Türk siyasetinin önemli isimlerinden merhum Başbakan Adnan Menderes ve Cumhuriyetimizin 100 yılında demokrasimizin konuşulduğu panel ASBÜ’de yapıldı.

TYB kurucu ve şeref Başkanı D. Mehmet Doğan,  yazar Ercan Yıldırım, ASBÜ SBF Dekanı Prof. Dr. Mehmet Âkif Kireççi’nin konuşmacı olduğu programı Dr. Gazi Doğan yönetti.

2-111.jpg

 

-Arıcan: Milletimiz bütün dünyaya demokrasi dersi verdi

Panelin açılışında bir konuşma yapan ASBÜ Rektörü Türkiye Yazarlar Birliği Genel Başkanı Prof. Dr. Musa Kazım Arıcan, “100. Yılına geldiğimiz Cumhuriyetimizin demokrasi hikâyesi çok acılarla dolu, çok bedeller ödenen bir tarih. Demokratikleşme sürecinde en önemli aktörlerden bir tanesi merhum Adnan Menderes.
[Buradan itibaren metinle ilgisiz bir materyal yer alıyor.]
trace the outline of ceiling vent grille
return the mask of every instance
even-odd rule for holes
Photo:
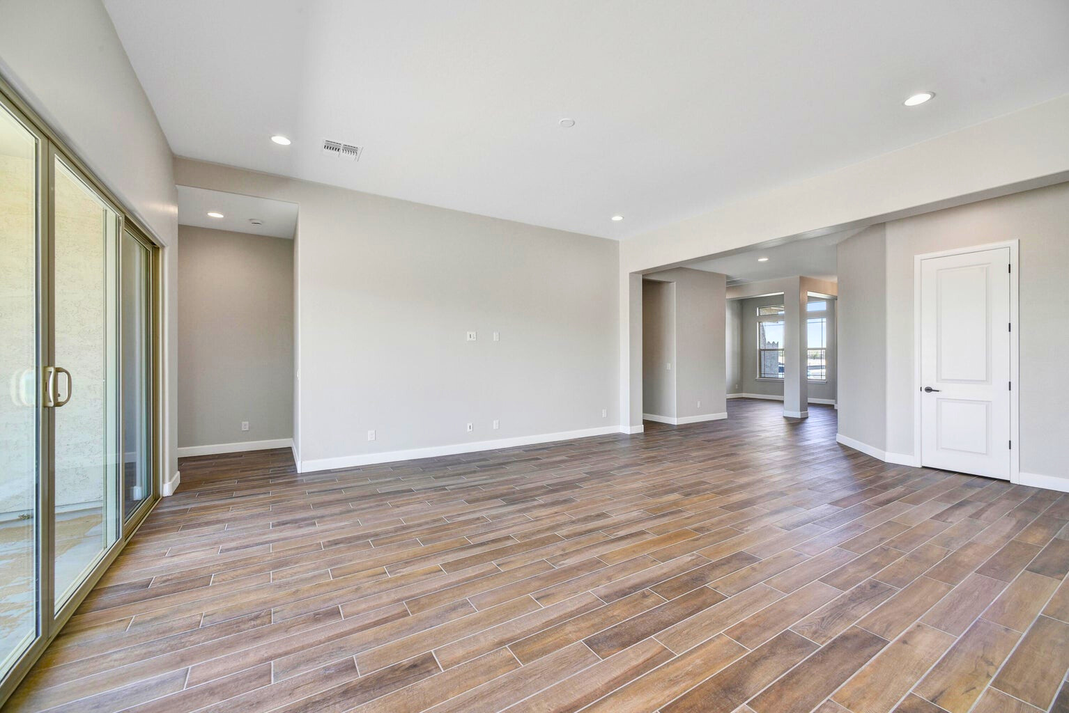
[[[360,154],[363,153],[362,146],[354,146],[353,144],[343,144],[340,141],[330,141],[325,139],[323,141],[323,153],[327,156],[341,157],[350,161],[359,161]]]

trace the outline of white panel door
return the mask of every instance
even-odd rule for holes
[[[921,464],[1009,479],[1010,253],[920,262]]]

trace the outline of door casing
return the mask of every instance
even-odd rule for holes
[[[1021,481],[1021,433],[1020,433],[1020,307],[1019,307],[1019,284],[1020,270],[1018,251],[1020,248],[1018,240],[1003,240],[1001,242],[987,242],[967,248],[954,248],[941,250],[933,253],[923,253],[913,256],[913,451],[914,462],[912,465],[921,466],[924,429],[921,424],[921,383],[920,375],[920,264],[923,260],[932,257],[946,257],[948,255],[965,255],[969,253],[993,250],[997,248],[1009,249],[1009,318],[1011,329],[1009,330],[1009,378],[1011,389],[1009,390],[1009,432],[1011,446],[1009,450],[1009,481],[1018,484]]]

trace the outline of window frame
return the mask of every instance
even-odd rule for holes
[[[761,310],[775,310],[775,308],[778,308],[779,312],[775,313],[775,314],[772,314],[772,313],[770,313],[770,314],[763,314],[763,315],[761,314]],[[781,324],[783,328],[784,328],[784,335],[786,336],[786,334],[787,334],[787,315],[785,314],[784,305],[783,304],[762,304],[762,305],[760,305],[760,306],[757,307],[756,313],[757,313],[757,380],[758,381],[776,381],[776,382],[783,383],[784,378],[785,378],[786,375],[780,374],[779,376],[766,377],[766,376],[764,376],[761,373],[761,365],[763,363],[761,358],[764,355],[764,352],[766,352],[766,351],[777,351],[777,352],[779,352],[780,359],[779,359],[779,362],[777,362],[777,363],[781,363],[784,361],[784,359],[786,358],[786,354],[785,354],[785,351],[784,351],[784,345],[783,344],[779,345],[778,349],[766,349],[766,348],[762,348],[761,347],[761,324],[769,323],[769,322],[772,322],[774,324]]]
[[[814,310],[814,311],[810,312],[809,308],[808,308],[808,305],[812,304],[812,303],[816,303],[816,302],[822,302],[822,303],[824,303],[824,308],[823,310]],[[827,371],[831,368],[831,363],[828,362],[828,356],[827,356],[827,352],[828,352],[828,349],[830,349],[828,342],[831,339],[831,336],[828,334],[828,328],[830,328],[830,320],[831,320],[832,307],[830,305],[833,302],[834,302],[834,300],[833,299],[828,299],[828,298],[820,298],[820,299],[817,299],[817,300],[810,300],[810,301],[806,302],[806,310],[804,311],[804,315],[805,315],[805,329],[806,329],[806,339],[807,339],[807,342],[808,342],[808,332],[809,332],[809,320],[810,319],[823,319],[824,320],[824,346],[823,347],[812,347],[812,348],[810,348],[808,346],[808,344],[806,345],[806,352],[807,352],[806,353],[806,361],[807,361],[807,364],[806,364],[806,382],[808,382],[808,383],[814,383],[814,384],[826,384],[827,383]],[[775,308],[778,308],[780,312],[777,313],[777,314],[761,314],[762,310],[775,310]],[[765,349],[765,348],[761,347],[761,324],[764,323],[764,322],[780,323],[780,324],[784,326],[784,332],[785,332],[785,335],[786,335],[786,328],[787,328],[787,319],[786,319],[786,317],[787,317],[787,315],[785,314],[785,312],[786,311],[784,310],[784,305],[783,304],[762,304],[762,305],[759,305],[755,310],[755,314],[756,314],[756,317],[757,317],[757,335],[756,335],[757,336],[757,375],[756,375],[755,379],[757,381],[773,381],[773,382],[779,382],[779,383],[783,383],[783,381],[784,381],[785,375],[780,375],[780,376],[776,376],[776,377],[768,377],[768,376],[762,376],[762,374],[761,374],[761,364],[762,364],[761,356],[763,355],[764,352],[766,352],[766,351],[778,351],[780,353],[784,352],[784,348],[783,347],[780,347],[779,349]],[[809,378],[808,352],[810,350],[820,350],[820,351],[824,352],[824,378],[823,379],[810,379]]]

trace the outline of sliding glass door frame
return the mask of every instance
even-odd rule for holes
[[[36,458],[37,458],[37,492],[36,492],[36,514],[35,514],[35,572],[37,584],[36,604],[36,637],[22,651],[17,662],[6,671],[0,671],[0,706],[7,699],[17,687],[26,674],[32,668],[48,645],[59,634],[63,624],[71,618],[75,609],[81,604],[89,591],[96,585],[100,576],[114,561],[123,546],[137,532],[137,528],[144,522],[144,518],[159,502],[160,480],[164,473],[161,429],[162,408],[160,394],[162,393],[162,369],[160,363],[161,351],[161,260],[159,245],[149,236],[151,233],[128,211],[123,209],[119,202],[91,171],[69,152],[62,140],[52,132],[47,125],[36,116],[36,114],[18,97],[12,88],[0,79],[0,111],[7,111],[37,140],[36,155]],[[152,493],[142,502],[133,513],[123,512],[124,498],[122,496],[122,478],[115,488],[108,491],[109,496],[114,496],[117,503],[114,507],[118,512],[119,533],[115,542],[108,546],[98,557],[95,558],[93,569],[90,574],[73,590],[71,597],[59,609],[55,611],[57,592],[55,591],[55,553],[56,553],[56,532],[55,532],[55,502],[56,494],[53,484],[56,481],[56,416],[57,407],[45,407],[45,384],[44,373],[46,366],[56,366],[55,359],[55,305],[56,305],[56,225],[53,224],[53,195],[56,185],[56,160],[59,158],[67,169],[90,187],[97,197],[103,200],[109,208],[119,216],[117,234],[117,265],[115,278],[121,275],[121,251],[118,250],[123,238],[123,232],[131,233],[139,242],[149,249],[149,265],[146,266],[151,281],[150,298],[150,320],[149,333],[149,354],[150,354],[150,378],[151,408],[148,410],[151,418],[151,482]],[[121,289],[117,282],[117,292]],[[122,300],[117,299],[117,305]],[[118,326],[118,339],[122,344],[122,319],[121,315],[115,315]],[[121,350],[117,358],[121,358]],[[60,365],[61,366],[61,365]],[[122,458],[125,453],[124,429],[123,429],[123,394],[122,379],[119,379],[118,389],[118,428],[119,447],[118,454]],[[62,407],[58,407],[62,408]],[[121,461],[120,461],[121,462]],[[127,517],[129,516],[129,517]],[[55,613],[55,616],[53,616]]]

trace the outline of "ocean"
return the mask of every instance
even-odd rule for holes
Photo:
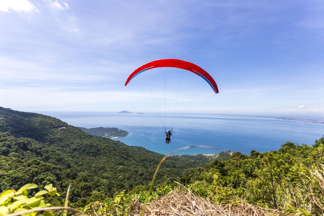
[[[153,114],[110,113],[42,112],[70,125],[87,128],[117,127],[130,133],[114,139],[129,146],[143,147],[165,155],[193,145],[213,146],[218,150],[194,148],[178,155],[211,154],[229,149],[249,154],[277,150],[288,141],[311,145],[324,135],[324,124],[251,117],[187,114],[172,130],[171,142],[166,144],[164,128]],[[167,116],[169,122],[172,116]],[[168,125],[167,124],[166,125]],[[166,128],[167,131],[171,128]]]

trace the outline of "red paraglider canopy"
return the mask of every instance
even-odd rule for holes
[[[127,86],[133,78],[142,72],[156,67],[176,67],[186,70],[195,73],[206,80],[215,93],[217,94],[219,92],[218,88],[215,80],[202,68],[189,62],[174,59],[156,60],[142,66],[134,71],[129,76],[125,83],[125,85]]]

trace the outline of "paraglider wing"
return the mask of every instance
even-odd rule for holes
[[[191,71],[204,79],[211,86],[215,93],[217,94],[219,92],[218,88],[215,80],[204,70],[192,63],[174,59],[156,60],[142,66],[134,71],[129,76],[125,83],[125,85],[127,86],[133,78],[142,72],[154,68],[163,67],[176,67]]]

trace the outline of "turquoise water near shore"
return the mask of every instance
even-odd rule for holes
[[[193,148],[176,154],[213,154],[229,149],[249,154],[276,150],[288,141],[311,145],[324,135],[324,125],[274,119],[216,115],[187,115],[166,144],[164,128],[153,114],[106,113],[43,112],[74,126],[115,127],[129,134],[114,139],[164,154],[188,146],[203,145],[220,149]],[[172,117],[167,117],[171,121]],[[167,128],[167,130],[169,128]]]

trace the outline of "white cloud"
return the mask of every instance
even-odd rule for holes
[[[33,11],[40,13],[37,8],[28,0],[1,0],[0,1],[0,10],[10,12],[10,10],[20,12],[30,12]]]
[[[70,9],[69,5],[64,2],[63,3],[64,6],[63,6],[59,3],[58,0],[55,0],[52,1],[51,0],[47,0],[47,1],[49,3],[51,7],[53,8],[58,8],[62,10]]]

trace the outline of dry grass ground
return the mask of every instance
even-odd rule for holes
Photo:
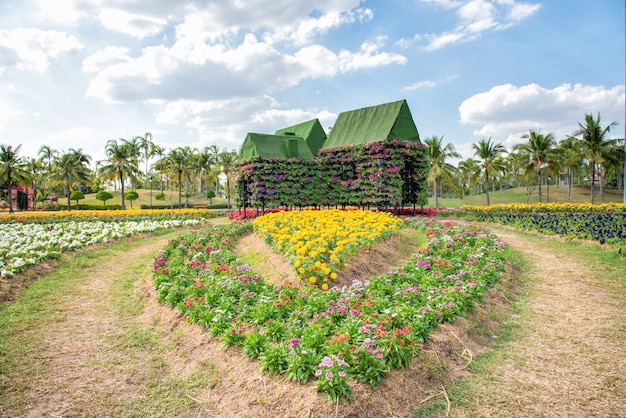
[[[526,310],[513,318],[519,338],[498,348],[482,369],[473,366],[498,335],[498,318],[509,315],[505,294],[517,289],[511,266],[487,303],[441,327],[410,368],[389,373],[376,390],[355,384],[350,404],[330,404],[312,382],[260,374],[239,350],[224,350],[156,302],[149,265],[166,236],[66,271],[62,292],[43,301],[43,320],[0,329],[6,339],[0,343],[0,416],[410,417],[433,402],[444,408],[430,416],[623,416],[623,282],[605,283],[601,266],[539,239],[502,234],[532,259],[527,274],[533,281]],[[286,266],[276,267],[280,260],[270,249],[247,239],[242,251],[253,261],[274,260],[267,274],[284,280]],[[349,264],[355,271],[376,259],[393,265],[402,257],[385,254],[406,254],[407,241],[385,242]],[[455,399],[448,391],[460,377],[473,382],[472,389]]]

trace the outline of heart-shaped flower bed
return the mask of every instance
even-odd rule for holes
[[[226,347],[240,347],[245,355],[258,359],[261,371],[284,373],[301,383],[315,379],[317,389],[334,401],[349,399],[351,379],[375,387],[388,370],[406,367],[430,331],[479,300],[504,269],[502,242],[484,231],[418,218],[395,218],[391,224],[357,222],[349,220],[352,212],[344,212],[346,220],[337,228],[347,232],[337,229],[340,233],[333,239],[321,221],[332,216],[316,212],[317,217],[293,212],[292,223],[261,217],[256,227],[273,225],[266,232],[275,234],[270,241],[276,248],[281,246],[294,265],[300,261],[297,269],[304,261],[306,268],[319,261],[312,271],[325,275],[322,284],[332,284],[333,268],[345,263],[346,254],[358,251],[346,250],[352,242],[339,250],[340,241],[348,236],[362,234],[366,244],[384,236],[390,225],[403,225],[428,237],[428,247],[383,275],[323,291],[317,286],[318,276],[314,276],[316,285],[306,285],[308,280],[303,286],[266,282],[232,251],[237,237],[252,225],[214,226],[173,241],[155,257],[159,300],[181,309]],[[354,212],[357,218],[378,216]],[[298,214],[303,220],[297,220]],[[310,239],[298,235],[305,231],[317,232]],[[320,241],[309,248],[309,241],[321,233],[327,234],[326,244]],[[321,251],[322,245],[326,251]],[[324,253],[330,272],[321,266],[319,254]]]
Çok partili sisteme geçişte gösterdiği mücadele daha Cumhuriyet Halk Partisi’nde milletvekili iken toprak reformuna gösterdiği tepki dolayısıyla ihraç edilmesi manidardır. Demokrat Parti'nin kuruluşu iktidara gelişi çok partili sistem ve demokrasi adına14 Mayıs bir dönüm noktasıdır. Demokrasimiz  bir çok kez darbelere maruz kaldı, en acı, en dramatik olanlarından biri de; Hepimizin çok aşikar olarak yaşadığı 15 Temmuz 2016 hain darbe girişimidir.”

“100 yıllık demokrasi tarihimiz ve demokrasi mücadelemiz ilk okuldan başlayarak üniversitelerde daha geniş okutulmalı” diye konuşan Arıcan, “Elbette geçmişte sıkıntılı dönemler oldu, ancak gelinen son nokta oldukça sevindirici. İşte, 14  ve 28 Mayıs tarihlerinde önemli bir seçim süreci yaşadık. Halkımız yüksek bir katılımla sandığa gitti, barış iklimi içinde oyunu kullandı ve çıkan sonuca saygı gösterdi. Aslında bir demokrasi şöleni yaşadık. Doğrusu; Milletimiz bütün dünyaya demokrasi dersi vermiştir.” diye konuştu.

3-(3)-013.jpg

-Doğan: DP CHP’nin 6 oklu anayasasını değiştirmeliydi

D. Mehmet Doğan da yaptığı konuşmada; “1950’deki seçim Türkiye’nin gerçek anlamda ilk demokratik seçimidir ve bu seçim gerçekten daha sonraki seçimlerin özüdür. Bundan sonraki bütün seçimler için referans 14 Mayıs 1950 seçimleridir. Millet kimi seçmeyeceğini söylemiştir önce; “Seni seçmiyorum arkadaş. Sen benim ensemde boza pişirdin. Şunu yaptın, bunu yaptın, bütün haklarımı elimden aldın. Laiklik diye dinime taarruz ettin....” Millet böyle düşünmüştür ve oyunu ona göre kullanmıştır 1954 seçimlerinde  Demokrat Parti daha büyük bir ekseriyetle seçimi kazanmıştır. 1957’de biraz düşüş var ama yine Cumhuriyet Halk Partisi’nin zayıf olduğu bir seçimdir.” dedi.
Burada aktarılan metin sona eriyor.